Some notes I've made on the entries:

(Note, this is largely from the perspective of "I want to write a bot that works by doing lots of static analysis to the other bots", since I was working on such a bot. In fact I can see now that the idea I had in mind didn't actually make sense, but, oh well, I have an idea for how to fix it for the next contest...)

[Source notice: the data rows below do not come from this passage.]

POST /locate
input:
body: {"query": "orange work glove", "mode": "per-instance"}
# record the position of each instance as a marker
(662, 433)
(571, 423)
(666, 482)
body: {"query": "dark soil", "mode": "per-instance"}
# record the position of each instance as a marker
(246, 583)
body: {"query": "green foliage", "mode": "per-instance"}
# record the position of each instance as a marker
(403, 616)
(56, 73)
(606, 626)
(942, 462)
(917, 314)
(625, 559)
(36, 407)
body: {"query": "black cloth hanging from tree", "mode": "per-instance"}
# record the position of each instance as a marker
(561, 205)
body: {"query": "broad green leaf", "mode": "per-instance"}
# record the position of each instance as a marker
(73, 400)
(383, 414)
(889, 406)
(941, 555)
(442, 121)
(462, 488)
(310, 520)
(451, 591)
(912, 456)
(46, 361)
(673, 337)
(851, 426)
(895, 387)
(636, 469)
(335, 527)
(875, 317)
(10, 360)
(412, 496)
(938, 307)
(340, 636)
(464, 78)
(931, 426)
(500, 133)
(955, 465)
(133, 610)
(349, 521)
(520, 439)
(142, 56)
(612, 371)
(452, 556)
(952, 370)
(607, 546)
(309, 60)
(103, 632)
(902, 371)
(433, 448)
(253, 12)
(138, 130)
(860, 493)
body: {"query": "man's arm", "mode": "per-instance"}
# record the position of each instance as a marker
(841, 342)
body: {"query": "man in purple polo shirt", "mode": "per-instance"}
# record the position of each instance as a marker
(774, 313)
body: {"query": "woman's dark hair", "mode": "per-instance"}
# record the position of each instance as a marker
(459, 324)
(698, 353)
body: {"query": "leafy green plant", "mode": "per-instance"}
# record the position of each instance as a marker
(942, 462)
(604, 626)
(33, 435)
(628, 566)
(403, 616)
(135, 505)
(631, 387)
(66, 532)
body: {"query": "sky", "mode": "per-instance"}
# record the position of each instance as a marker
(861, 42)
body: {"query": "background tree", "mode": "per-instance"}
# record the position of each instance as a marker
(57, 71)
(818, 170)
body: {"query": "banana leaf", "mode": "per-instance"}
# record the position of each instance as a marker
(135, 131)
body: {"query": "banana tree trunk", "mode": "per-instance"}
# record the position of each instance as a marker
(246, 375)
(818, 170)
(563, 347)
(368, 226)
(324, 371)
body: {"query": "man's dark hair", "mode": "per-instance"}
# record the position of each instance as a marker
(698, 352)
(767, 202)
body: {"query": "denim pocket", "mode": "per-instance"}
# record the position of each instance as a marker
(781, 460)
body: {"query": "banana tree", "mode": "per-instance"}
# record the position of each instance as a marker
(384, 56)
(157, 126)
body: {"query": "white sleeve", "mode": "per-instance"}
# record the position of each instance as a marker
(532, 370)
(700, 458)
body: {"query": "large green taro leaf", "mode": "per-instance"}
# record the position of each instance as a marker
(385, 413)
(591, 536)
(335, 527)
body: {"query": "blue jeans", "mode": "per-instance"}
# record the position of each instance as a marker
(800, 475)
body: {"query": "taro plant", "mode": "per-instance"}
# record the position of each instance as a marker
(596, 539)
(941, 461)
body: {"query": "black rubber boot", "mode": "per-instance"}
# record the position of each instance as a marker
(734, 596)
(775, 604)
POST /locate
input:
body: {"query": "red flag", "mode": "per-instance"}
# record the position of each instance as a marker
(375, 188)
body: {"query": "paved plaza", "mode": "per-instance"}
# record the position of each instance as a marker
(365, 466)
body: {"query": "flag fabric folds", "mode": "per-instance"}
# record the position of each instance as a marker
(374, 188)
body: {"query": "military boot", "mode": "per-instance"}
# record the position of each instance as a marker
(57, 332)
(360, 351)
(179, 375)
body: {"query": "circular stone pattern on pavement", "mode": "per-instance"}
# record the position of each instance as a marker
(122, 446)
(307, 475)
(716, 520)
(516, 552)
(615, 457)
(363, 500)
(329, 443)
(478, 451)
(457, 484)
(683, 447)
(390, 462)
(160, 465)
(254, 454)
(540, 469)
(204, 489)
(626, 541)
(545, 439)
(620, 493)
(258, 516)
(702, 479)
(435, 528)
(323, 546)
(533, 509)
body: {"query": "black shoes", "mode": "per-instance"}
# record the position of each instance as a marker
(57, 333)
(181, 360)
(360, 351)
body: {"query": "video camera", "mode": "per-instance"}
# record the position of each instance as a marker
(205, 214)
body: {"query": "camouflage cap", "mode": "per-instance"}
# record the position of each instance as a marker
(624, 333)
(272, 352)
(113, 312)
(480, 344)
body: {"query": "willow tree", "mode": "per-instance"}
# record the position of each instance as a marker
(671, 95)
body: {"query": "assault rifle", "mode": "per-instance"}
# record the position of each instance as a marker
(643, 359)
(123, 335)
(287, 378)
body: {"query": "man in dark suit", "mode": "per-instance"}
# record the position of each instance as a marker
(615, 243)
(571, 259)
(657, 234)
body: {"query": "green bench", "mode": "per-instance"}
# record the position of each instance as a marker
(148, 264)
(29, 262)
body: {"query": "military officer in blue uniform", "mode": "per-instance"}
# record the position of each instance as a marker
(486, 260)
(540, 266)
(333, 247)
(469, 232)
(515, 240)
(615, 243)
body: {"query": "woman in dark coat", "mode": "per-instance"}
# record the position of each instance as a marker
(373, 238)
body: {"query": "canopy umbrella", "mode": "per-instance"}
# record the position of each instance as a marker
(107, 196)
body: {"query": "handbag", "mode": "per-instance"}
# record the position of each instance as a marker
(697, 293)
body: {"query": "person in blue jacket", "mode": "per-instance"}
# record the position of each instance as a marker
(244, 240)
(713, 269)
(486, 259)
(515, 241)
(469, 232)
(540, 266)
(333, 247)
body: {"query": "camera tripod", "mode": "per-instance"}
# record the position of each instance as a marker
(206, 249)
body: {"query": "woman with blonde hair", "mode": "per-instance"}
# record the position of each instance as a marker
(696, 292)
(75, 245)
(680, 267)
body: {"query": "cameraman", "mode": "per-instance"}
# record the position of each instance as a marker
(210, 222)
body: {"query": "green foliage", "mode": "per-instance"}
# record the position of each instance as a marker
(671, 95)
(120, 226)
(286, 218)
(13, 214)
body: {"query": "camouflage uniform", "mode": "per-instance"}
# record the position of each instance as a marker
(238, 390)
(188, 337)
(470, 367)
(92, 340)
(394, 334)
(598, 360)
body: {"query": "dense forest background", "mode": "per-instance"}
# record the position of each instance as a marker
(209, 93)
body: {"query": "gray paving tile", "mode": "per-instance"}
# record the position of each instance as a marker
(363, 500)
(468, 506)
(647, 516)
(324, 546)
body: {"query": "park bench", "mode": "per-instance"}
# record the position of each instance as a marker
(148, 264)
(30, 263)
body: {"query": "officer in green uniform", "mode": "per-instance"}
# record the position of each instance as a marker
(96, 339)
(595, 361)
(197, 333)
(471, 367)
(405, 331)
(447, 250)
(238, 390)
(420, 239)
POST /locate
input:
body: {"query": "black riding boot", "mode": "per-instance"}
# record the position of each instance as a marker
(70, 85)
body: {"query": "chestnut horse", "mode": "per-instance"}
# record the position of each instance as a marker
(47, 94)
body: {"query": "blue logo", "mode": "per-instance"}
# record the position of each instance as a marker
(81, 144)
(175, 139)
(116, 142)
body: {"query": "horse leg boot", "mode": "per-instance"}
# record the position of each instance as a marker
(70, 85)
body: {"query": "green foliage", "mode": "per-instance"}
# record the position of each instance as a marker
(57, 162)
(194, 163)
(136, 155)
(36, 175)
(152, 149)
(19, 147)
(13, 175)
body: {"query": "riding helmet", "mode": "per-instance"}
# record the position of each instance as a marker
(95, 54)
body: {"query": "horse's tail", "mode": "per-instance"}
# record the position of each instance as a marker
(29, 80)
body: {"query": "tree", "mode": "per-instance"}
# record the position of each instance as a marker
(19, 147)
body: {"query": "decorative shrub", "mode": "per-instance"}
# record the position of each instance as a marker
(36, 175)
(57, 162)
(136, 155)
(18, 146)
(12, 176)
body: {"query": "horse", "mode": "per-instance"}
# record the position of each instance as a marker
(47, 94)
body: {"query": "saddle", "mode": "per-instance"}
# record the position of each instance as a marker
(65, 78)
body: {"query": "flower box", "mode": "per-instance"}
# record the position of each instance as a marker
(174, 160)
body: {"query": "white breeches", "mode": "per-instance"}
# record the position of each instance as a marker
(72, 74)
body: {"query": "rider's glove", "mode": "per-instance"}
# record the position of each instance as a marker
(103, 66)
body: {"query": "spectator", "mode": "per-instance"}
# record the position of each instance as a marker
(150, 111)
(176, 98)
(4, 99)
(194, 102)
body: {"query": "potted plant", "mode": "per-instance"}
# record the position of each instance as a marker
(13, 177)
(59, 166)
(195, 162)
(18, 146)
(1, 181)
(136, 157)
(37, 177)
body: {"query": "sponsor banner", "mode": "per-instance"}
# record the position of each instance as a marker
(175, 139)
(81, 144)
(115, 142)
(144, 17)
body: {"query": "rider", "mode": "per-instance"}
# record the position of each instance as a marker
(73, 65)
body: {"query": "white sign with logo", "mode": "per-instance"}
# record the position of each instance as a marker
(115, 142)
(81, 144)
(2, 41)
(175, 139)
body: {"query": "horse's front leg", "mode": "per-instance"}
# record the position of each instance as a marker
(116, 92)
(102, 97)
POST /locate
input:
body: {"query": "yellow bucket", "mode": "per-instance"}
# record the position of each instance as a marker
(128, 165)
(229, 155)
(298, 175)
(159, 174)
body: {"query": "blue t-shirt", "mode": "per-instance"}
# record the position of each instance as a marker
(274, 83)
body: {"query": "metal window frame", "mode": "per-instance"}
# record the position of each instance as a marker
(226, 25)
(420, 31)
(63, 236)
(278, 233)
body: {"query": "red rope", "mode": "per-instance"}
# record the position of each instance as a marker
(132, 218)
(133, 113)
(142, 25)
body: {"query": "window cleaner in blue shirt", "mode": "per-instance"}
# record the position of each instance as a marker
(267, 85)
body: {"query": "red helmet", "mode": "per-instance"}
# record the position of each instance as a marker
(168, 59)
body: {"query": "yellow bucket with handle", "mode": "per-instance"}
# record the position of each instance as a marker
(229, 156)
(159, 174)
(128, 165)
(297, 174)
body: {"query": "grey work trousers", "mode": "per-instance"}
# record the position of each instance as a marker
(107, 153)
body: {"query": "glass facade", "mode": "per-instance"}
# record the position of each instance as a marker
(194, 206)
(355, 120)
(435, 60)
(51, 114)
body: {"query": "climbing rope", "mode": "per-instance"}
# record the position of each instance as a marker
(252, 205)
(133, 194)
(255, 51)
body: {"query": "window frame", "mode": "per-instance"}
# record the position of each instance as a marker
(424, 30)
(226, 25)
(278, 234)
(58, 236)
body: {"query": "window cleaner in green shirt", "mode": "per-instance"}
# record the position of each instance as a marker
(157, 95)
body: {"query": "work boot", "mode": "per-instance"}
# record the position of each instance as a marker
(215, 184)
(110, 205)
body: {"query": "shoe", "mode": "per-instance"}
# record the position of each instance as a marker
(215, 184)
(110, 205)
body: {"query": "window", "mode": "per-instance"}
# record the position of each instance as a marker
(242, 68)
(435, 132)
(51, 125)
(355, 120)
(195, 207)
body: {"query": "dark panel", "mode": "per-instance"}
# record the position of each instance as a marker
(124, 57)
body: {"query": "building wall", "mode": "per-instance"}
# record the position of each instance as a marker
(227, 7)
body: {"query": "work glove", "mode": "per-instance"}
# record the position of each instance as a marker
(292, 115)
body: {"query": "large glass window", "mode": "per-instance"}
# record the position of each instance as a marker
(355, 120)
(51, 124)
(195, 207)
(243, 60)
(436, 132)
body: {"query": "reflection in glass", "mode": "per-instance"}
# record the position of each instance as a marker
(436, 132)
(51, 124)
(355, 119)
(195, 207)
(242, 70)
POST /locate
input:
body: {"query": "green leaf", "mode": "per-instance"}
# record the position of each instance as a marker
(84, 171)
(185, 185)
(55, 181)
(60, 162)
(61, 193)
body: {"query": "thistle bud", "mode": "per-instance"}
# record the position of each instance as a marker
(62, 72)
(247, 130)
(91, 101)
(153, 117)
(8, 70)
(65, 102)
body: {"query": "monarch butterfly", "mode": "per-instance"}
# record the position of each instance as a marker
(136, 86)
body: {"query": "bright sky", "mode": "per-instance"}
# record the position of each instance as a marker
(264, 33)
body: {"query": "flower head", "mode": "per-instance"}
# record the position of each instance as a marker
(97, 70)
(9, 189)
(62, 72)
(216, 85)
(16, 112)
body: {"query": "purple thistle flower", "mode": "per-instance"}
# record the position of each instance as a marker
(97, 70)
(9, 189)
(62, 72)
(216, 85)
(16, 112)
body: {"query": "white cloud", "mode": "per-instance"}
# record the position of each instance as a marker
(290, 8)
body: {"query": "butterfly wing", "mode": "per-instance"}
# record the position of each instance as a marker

  • Mutation: Three of the bots -- K, L, and R -- used mutation. N and P used a function "namespace-set-variable-value!"; not sure what that does so I'm not sure if it's really mutating things in context. Nonetheless, point is, I might have to deal with mutation next time around. (Or I can just decide "mutation is defection". That might be appropriate.)
  • Do loops: Nobody use do loops... but L used a for loop, which isn't even standard Scheme, IINM. My program totally would have choked on that. (I had just planned on counting do loops as a defection, meanwhile...)
  • Syntax redefinition: Thankfully, nobody did this. As for whether my (ultimately empty) declaration that I'd consider such a defection had anything to do with this, I don't know.
  • Fine-grained randomness: One program, K, called random with no argument; no program called random with an argument higher than 100. (If I can actually get this thing working for the next contest, btw, I entirely intend to count calling random without an argument as a defection, as well as with an argument more than about 1000 or so.) K didn't actually need randomness that fine, note; it was just generating a 1-in-100 chance.
  • Multithreading: All four of the "big programs" -- K, N, P, and R -- used this. Unsurprising, seeing as it's the only way to do an apply-with-timeout. I'm kind of surprised Racket doesn't natively provide a function for this, seeing as it provides time-apply already, but unfortunately it doesn't and you can't even use time-apply to build one; you have to use multithreading. P I noticed built such a function themselves, called timeout-exec; I don't know about the others.
  • Other timing things: S slept for 9 seconds, for reasons I don't understand (see wedrifid's and BloodyShrimp's comments about why such a program is a bad idea). It then had some weird conditional involving time, but the conditional could only come out one way, so I'm not sure what's going on there. Just some obfuscation? That seems like a bad idea. (Not related to time, but G also had a weird conditional that could only come out one way. Not sure what's going on there either.)
  • Other threading things: T sleeps, yet doesn't seem to use timing or multithreading anywhere? Is this some subtle "this has an effect if I'm being run in another thread" thing?
  • Quasiquotation: All four of the "big programs" K, N, P, and R used quasiquotation. OK, this is probably not too worthy of note, except writing the quasiquote handler was one of the places I got stuck when writing my program (in retrospect, it was certainly not the biggest problem). I contemplated counting quasiquotes as a defection -- and would have done so had I finished the rest of the program except for that -- but that seemed and now even more so seems unreasonable, especially since my own program was going to use quasiquotes. (Why do quasiquotes exist? Well, OK, I get why they exist. I'd just like to point out that -- if I'm understanding correctly, which I might not be -- quasiquotes are never necessary, and, aside from quoting symbols, neither is quote, because there exists the list function, which is an ordinary function call and I could have handled like an ordinary function call. Oh well. I'll probably take the time to get my quasiquote handler working next time... in fact I think I see how to fix it already...)
  • Delay, force, call/cc: Thankfully noone tried to use any of these! Edit: Similarly with multiple-values stuff.

(I call K, N, P, and R the "big programs" since they were the ones long enough that I didn't take the time to make a detailed analysis of what they do.)